Tuesday, May 24, 2011

What of the Altar?

“Not one of the writer’s of the New Testament ever speaks of the sacrament as a sacrifice, or calls the Lord’s Table an altar, or even hints that a Christian minister is a sacrificing priest” (J.C. Ryle, Practical Religion), 143.

Another tremendous time of interaction with chapters 11-12 of White's book. Chapter 11 is worth the price of the book! Stirring and disturbing. Chapters 13-14 for our last meeting before breaking for the summer.

The books I recommended at our last meeting were the following: Berkhof's Systematic Theology, Berkhof's The History of Christian Doctrines, Grudem's Systematic Theology, and the ESV Study Bible. Each serve their purpose as I explained when we met. I also referenced the podcasts of the White Horse Inn, S. Lewis Johnson, and Sinclair Ferguson.

And one more thing, here are some helpful words from Dabney concerning John 6 that are worth tucking away:

“Rome depends chiefly in Scripture on the language of John 6:50ff and on the assertion of the absolutely literal interpretation of the words of institution in the parallel passages cited by us at the beginning.
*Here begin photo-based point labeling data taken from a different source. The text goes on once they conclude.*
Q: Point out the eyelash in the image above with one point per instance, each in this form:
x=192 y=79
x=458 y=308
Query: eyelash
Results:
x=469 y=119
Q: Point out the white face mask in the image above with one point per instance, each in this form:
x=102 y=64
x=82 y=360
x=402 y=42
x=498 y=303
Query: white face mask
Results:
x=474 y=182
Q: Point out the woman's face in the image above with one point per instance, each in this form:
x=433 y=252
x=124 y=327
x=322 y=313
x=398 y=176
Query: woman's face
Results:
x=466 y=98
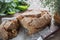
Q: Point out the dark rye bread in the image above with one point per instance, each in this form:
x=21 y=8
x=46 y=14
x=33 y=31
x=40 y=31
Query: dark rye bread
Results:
x=11 y=27
x=35 y=20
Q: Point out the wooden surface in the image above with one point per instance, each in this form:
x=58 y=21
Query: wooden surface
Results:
x=55 y=36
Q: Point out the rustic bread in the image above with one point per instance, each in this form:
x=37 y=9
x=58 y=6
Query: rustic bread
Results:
x=3 y=33
x=11 y=26
x=33 y=21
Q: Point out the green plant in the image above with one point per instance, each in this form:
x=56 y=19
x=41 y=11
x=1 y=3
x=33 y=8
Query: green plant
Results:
x=10 y=7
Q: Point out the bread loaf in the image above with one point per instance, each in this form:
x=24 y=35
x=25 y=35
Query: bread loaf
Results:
x=33 y=21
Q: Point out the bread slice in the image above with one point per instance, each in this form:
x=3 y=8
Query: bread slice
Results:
x=35 y=20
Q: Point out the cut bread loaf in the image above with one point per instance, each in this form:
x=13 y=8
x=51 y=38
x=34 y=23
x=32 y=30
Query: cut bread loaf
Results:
x=33 y=21
x=11 y=27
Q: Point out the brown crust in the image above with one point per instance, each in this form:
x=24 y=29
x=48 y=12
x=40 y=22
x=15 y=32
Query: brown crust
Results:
x=34 y=22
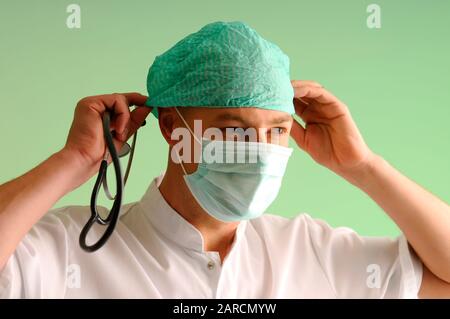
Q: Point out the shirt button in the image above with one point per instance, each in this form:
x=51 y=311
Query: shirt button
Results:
x=210 y=265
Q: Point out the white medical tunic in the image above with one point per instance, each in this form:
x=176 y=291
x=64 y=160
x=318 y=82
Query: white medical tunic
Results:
x=156 y=253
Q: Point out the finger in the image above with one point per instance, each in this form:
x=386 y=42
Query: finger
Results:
x=123 y=118
x=318 y=94
x=137 y=118
x=119 y=104
x=134 y=98
x=298 y=134
x=300 y=105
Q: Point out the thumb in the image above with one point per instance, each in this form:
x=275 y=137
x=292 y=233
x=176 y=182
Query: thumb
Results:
x=137 y=118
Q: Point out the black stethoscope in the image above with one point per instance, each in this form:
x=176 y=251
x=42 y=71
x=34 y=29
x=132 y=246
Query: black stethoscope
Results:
x=111 y=220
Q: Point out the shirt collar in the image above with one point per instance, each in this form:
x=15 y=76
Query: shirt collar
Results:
x=171 y=224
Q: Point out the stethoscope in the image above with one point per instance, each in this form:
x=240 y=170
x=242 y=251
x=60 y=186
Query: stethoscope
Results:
x=111 y=220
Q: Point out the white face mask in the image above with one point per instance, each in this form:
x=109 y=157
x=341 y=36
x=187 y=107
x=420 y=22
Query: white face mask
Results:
x=241 y=189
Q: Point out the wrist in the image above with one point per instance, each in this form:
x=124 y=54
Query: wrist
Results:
x=78 y=170
x=364 y=174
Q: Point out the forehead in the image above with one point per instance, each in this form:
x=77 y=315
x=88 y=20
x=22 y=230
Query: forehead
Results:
x=248 y=116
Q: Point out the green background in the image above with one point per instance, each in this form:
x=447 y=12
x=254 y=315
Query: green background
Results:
x=395 y=81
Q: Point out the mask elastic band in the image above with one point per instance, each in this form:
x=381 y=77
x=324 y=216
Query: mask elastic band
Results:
x=195 y=137
x=187 y=126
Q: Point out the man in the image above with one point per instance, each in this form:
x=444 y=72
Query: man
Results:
x=199 y=230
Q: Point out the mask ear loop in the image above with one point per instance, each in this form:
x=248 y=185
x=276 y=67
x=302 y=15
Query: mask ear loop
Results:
x=193 y=134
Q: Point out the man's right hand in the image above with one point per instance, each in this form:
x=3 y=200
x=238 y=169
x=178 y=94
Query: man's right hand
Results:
x=25 y=199
x=86 y=141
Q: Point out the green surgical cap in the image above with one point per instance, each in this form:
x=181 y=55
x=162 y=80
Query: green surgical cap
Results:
x=224 y=64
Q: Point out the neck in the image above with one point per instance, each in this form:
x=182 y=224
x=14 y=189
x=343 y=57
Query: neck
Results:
x=217 y=235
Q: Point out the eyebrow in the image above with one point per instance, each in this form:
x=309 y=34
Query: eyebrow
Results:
x=237 y=118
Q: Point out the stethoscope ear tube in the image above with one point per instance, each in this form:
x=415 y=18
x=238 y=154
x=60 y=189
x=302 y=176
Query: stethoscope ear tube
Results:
x=111 y=220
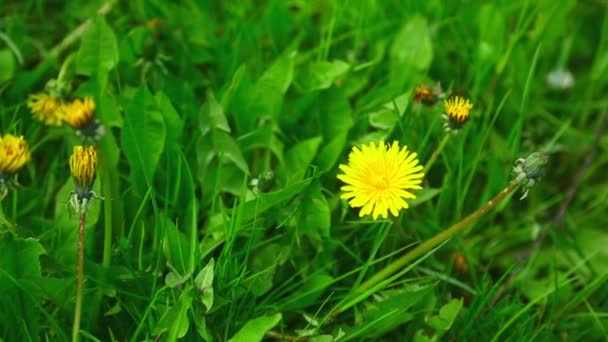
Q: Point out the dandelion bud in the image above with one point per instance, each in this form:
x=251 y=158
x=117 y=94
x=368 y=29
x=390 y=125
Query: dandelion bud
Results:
x=80 y=115
x=83 y=167
x=456 y=112
x=529 y=170
x=14 y=154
We easily set aside the argument from John 6:50ff, by the remark, that it applies not to the Lord’s Supper, but to the spiritual actings of faith on Christ figuratively described. For the Lord’s Supper was not yet instituted; and it is absurd to suppose that our Savior would use language necessarily unintelligible to all His followers, the subject never having been divulged to them. On the contrary, in verse 35, we find that coming and eating is defined as the actings of faith. If the chapter be forced into an application to the Supper, then verses 53 and 54 explicitly teach that everyone who eats the Supper goes to heaven, and that no one who fails to eat it does; neither of which Rome admits: And in verse 63, our Savior fixes a figurative and spiritual interpretation of His words, beyond all question” (Robert L. Dabney, Systematic Theology), 805.

“Christ’s glorified body dwells on high, no more to return actually to earth till the final consummation is asserted too plainly and frequently to be disputed (Matthew 26:11; John 16:28, 17:11, 16:7; Luke 24:51; Acts 3:21, 1:11)” (Dabney), 812.